Save Our Community was founded in the movement to resist Wal-Mart's development in Rosemead, California. Now, it has become a general site for news, information, gossip, talk, and blogging about Rosemead. We also have stories about South San Gabriel, San Gabriel, Montebello, and occasionally about Pico Rivera, El Monte, South El Monte, Alhambra, Temple City, and other nearby communities. Your host is Todd. If you want a blog just sign up, get approved, and start writing. Good posts will be moved onto the home page.
Superfund
I should have clarified why contamination on the property would kill the project: There's a federal law called CERCLA, the Comprehensive Environmental Response, Compensation, and Liability Act. Most people just call the law, "Superfund."
Superfund utilizes what they call "strict" liability.
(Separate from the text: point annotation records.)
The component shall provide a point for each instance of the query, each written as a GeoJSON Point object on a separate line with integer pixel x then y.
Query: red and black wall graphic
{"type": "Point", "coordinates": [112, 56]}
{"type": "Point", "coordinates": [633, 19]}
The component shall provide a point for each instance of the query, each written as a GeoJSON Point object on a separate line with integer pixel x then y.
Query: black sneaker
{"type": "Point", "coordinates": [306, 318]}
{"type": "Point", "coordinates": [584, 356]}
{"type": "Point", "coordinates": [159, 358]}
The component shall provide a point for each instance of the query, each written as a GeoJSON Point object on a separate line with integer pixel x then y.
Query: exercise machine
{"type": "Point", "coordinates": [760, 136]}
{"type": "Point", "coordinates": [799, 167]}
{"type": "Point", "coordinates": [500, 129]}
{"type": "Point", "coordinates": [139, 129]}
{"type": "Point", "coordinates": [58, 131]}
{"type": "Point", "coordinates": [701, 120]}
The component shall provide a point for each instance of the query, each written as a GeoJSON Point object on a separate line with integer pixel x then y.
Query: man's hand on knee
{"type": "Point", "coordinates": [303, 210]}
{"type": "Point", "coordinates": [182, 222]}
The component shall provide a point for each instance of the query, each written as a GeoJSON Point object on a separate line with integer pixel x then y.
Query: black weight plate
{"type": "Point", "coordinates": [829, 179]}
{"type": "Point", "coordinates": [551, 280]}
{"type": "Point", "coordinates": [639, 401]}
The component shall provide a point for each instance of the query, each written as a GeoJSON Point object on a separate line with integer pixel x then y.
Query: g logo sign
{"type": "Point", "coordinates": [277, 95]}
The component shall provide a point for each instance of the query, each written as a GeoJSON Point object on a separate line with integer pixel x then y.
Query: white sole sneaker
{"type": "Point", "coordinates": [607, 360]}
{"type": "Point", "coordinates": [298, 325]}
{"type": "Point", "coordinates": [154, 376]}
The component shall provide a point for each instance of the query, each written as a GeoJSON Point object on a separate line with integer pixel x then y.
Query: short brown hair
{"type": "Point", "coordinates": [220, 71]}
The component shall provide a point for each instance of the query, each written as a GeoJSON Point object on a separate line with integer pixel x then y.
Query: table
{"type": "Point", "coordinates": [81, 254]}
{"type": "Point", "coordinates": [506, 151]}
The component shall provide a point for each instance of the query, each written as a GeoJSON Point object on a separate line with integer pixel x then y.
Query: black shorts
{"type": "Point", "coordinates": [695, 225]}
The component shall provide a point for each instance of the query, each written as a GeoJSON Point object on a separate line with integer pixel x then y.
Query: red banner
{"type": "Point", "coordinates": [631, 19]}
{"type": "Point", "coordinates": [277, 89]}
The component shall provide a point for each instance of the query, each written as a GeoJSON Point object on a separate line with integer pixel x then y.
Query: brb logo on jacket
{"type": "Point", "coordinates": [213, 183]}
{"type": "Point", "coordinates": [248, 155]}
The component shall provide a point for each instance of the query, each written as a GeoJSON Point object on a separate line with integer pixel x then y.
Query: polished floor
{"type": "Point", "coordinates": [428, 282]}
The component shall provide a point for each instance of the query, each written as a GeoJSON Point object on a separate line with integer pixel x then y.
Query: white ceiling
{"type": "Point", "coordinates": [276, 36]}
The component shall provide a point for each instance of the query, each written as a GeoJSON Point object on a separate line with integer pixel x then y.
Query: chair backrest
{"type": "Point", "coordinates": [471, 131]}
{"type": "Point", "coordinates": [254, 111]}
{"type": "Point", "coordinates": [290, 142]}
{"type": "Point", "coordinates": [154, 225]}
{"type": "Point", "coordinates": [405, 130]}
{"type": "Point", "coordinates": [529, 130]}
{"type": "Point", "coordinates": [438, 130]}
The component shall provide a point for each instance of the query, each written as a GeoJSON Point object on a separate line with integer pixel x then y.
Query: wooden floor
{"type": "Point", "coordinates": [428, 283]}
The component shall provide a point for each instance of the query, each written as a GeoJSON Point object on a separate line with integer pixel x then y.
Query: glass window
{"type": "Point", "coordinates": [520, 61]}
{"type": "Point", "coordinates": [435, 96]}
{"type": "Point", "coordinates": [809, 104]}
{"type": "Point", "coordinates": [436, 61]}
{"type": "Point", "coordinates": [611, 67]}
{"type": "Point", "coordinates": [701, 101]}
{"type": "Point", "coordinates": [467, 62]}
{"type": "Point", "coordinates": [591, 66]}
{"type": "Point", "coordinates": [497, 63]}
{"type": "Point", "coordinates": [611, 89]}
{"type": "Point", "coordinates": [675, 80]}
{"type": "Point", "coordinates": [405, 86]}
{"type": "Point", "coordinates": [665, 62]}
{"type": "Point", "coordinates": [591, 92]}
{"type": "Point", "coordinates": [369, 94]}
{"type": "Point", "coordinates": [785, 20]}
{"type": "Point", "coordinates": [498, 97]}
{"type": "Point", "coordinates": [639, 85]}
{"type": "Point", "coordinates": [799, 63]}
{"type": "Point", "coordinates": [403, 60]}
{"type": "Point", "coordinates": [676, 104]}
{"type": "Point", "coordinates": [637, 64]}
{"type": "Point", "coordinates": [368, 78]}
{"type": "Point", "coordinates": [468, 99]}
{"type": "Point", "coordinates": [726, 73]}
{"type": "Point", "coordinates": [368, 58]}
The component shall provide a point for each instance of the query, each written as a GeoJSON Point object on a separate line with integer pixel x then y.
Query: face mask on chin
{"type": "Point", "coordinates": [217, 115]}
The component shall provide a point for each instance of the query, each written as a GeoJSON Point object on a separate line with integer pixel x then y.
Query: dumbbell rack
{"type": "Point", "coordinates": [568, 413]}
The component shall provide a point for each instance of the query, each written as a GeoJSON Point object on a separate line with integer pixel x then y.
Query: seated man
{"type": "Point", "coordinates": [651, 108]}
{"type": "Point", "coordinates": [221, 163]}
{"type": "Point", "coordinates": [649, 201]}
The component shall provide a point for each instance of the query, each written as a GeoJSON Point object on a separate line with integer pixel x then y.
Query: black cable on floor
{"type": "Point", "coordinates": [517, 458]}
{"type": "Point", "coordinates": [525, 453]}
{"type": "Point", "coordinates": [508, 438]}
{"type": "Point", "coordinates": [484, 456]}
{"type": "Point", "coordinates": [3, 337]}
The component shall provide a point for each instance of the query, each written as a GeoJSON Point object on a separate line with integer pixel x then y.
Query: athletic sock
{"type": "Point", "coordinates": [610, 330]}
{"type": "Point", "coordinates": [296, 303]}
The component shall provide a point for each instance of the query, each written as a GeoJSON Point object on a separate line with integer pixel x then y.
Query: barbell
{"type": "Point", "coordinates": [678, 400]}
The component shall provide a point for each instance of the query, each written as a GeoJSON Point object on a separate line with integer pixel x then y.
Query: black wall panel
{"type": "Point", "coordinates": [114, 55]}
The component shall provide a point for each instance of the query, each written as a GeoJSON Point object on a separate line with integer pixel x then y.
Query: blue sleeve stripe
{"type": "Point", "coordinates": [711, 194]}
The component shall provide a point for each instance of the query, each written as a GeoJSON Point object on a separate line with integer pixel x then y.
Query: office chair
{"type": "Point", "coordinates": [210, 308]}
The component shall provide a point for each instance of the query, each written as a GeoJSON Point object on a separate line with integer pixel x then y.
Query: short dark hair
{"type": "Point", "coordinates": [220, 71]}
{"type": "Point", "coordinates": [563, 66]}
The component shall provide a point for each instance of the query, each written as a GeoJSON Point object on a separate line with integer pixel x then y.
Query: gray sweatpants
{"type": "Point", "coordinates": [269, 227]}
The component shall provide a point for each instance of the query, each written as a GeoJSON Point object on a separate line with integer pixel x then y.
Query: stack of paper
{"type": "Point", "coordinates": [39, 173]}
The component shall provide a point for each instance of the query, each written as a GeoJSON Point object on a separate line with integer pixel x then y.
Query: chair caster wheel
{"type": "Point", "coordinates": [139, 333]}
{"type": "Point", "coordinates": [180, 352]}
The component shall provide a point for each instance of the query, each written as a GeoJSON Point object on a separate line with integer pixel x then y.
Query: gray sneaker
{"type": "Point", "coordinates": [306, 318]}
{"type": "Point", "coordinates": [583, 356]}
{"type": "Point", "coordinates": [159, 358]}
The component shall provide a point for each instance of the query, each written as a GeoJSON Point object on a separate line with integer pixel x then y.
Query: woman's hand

That means if your property is the source of contamination, you need to pay for the cleanup REGARDLESS OF YOUR ROLE IN CREATING THE MESS. So it's quite possible that the poor (relatively speaking) guy who bought the property where La Piazza is supposed to go is going to get stuck with a multi-million dollar bill to clean up the groundwater under his property. Either that, or he's going to have to go track down the previous owner, tenant, or dumper who caused the contamination and sue them for cleanup costs.
Critics of Superfund call it the Lawyer's Full Employment Act, because it creates such a litigious mess that everyone "lawyers up" and no one wants to pay for the actual cleanup.
Superfund
Is there insurance against getting caught up in the superfund mess? What a nightmare. I guess the 20th century is like a gift that keeps on giving.